Keywords: Prostate cancer, Risk single nucleotide polymorphisms, Prostate cancer mortality, Genetic epidemiology

1. Introduction

Prostate cancer (PCa) is one of the most heritable cancers, yet even though multiple studies have identified genetic markers for PCa incidence [1], few have investigated the association of genetic susceptibility with death from PCa. These data are urgently needed, because a large proportion of men diagnosed with PCa have an indolent form of disease and will die of causes other than PCa [2]. Determining biomarkers, such as single-nucleotide polymorphisms (SNPs), that can predict relevant clinical outcomes in men who have PCa—the most important being PCa-specific mortality (PCSM)—would provide potentially actionable information.

Only four studies have been conducted to date that specifically evaluated the association between established PCa risk loci and PCSM. Penney et al [3] investigated eight risk loci in the 8q24 and 17q regions among 6460 US PCa cases (693 PCa deaths) and found no significant associations. A Swedish study conducted by Wiklund et al [4] of 2875 PCa cases (440 PCa deaths), evaluated 16 risk loci, and found no significant associations. Gallagher et al [5] evaluated 29 risk loci in a study of 798 PCa cases (91 PCa deaths) of men with Ashkenazi Jewish ancestry and found that the risk allele of rs2735839 (KLK3) was inversely associated with PCSM. Pomerantz et al [6] assessed 35 risk loci in 3945 US PCa cases (580 PCa deaths). They observed an inverse association between PCSM and the risk allele of rs2735839 and an increased risk of PCSM with the risk allele of rs7676973, which was associated with an increased risk for PCSM. In the current study, we extend this work and assess whether a set of 47 risk variants were associated with the risk of fatal PCa and progression to PCSM in a large PCa cohort consortium.

2. Methods

2.1. Study population

The Breast and Prostate Cancer Cohort Consortium, a collaboration of eight cohort studies from Europe, the United States, and Australia, has been described in detail previously [7]. In each cohort, men who had incident PCa were identified through population-based cancer registries or self-reports confirmed by medical records, including pathology reports. Data on disease stage and grade at the time of diagnosis were collected from each cohort. Cases were followed for overall mortality and PCSM using a combination of death certificates, medical record review, and population registries. We restricted the current study to men who self-reported as being of European descent.

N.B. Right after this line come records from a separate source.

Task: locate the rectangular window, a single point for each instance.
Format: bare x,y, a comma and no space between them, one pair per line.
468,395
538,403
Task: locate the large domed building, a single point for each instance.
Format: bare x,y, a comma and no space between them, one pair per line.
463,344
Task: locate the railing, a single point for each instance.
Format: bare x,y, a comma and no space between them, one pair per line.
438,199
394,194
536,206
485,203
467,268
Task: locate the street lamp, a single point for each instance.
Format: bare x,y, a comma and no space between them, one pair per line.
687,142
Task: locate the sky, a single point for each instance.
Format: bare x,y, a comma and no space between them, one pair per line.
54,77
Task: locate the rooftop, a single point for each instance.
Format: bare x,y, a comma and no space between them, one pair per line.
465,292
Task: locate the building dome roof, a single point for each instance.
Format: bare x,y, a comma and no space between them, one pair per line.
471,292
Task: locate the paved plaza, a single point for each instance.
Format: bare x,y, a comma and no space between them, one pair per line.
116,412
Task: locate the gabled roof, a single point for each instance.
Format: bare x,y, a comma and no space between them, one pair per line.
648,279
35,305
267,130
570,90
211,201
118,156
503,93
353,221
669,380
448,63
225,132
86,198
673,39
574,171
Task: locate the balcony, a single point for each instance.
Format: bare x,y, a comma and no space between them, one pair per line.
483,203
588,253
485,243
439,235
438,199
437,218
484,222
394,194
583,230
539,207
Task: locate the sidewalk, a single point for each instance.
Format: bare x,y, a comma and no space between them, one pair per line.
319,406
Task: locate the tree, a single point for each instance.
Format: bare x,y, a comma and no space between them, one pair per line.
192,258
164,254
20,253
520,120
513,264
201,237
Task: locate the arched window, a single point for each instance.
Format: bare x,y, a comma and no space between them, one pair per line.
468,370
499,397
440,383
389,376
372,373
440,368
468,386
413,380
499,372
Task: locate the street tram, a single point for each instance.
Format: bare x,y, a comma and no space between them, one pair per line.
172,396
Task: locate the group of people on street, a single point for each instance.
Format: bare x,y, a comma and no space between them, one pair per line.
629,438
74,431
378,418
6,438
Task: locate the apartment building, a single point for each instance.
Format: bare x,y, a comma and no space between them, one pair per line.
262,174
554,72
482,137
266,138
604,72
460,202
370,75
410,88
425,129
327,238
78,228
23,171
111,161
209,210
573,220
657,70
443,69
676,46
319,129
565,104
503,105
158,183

2.2. Single-nucleotide polymorphism selection and genotyping

We identified 55 confirmed PCa risk loci from the literature for which we had genotyping information. After excluding 8 SNPs in linkage disequilibrium (pairwise r2 > 0.2), 47 SNPs remained (Supplemental Table 1). Each risk SNP had been previously genotyped using the TaqMan assay (Applied Biosystems, Carlsbad, CA, USA) [8]. Blinded, duplicated samples indicated high-quality genotyping (>98.5% concordance). One autosomal SNP (rs1983891) did not meet Hardy-Weinberg equilibrium in the controls (p < 0.001).

2.3. Imputation

We imputed missing genotypes by sampling from the observed frequency distribution in men who had nonmissing genotype data in the same age category, stratified by case-control status (single conditional draw imputation) [9]. Genotypes from the Finnish site (ATBC) were imputed separately. Subjects from one site (MCCS) were excluded from the imputation because genotyping data for several of the risk SNPs were unavailable, and we also excluded subjects with >20% missing genotypes across the 47 SNPs. On average, <10% of the SNPs were imputed in this subset, and risk allele frequencies before and after imputations were similar; they are displayed in Supplemental Table 2.

2.4. Statistical methods

Fatal PCa was defined as men who had died of PCa. The risk allele for each SNP was defined as the allele associated with an increased risk of PCa in the literature. Among cases, we used Cox proportional hazards regression to calculate the per-risk allele hazard ratio (HR) and 95% confidence interval (CI) of each SNP with time to progression to PCSM after diagnosis. In this analysis, person-time to event began at the time of PCa diagnosis and ended at the date of PCSM; otherwise, men were censored if they died from other causes or the end of follow-up. The primary model adjusted for age at diagnosis and cohort, and a secondary model further adjusted for Gleason grade (2–7, 8–10) and clinical stage (A/B, C/D). The proportional hazards assumption was assessed using martingale residuals [10].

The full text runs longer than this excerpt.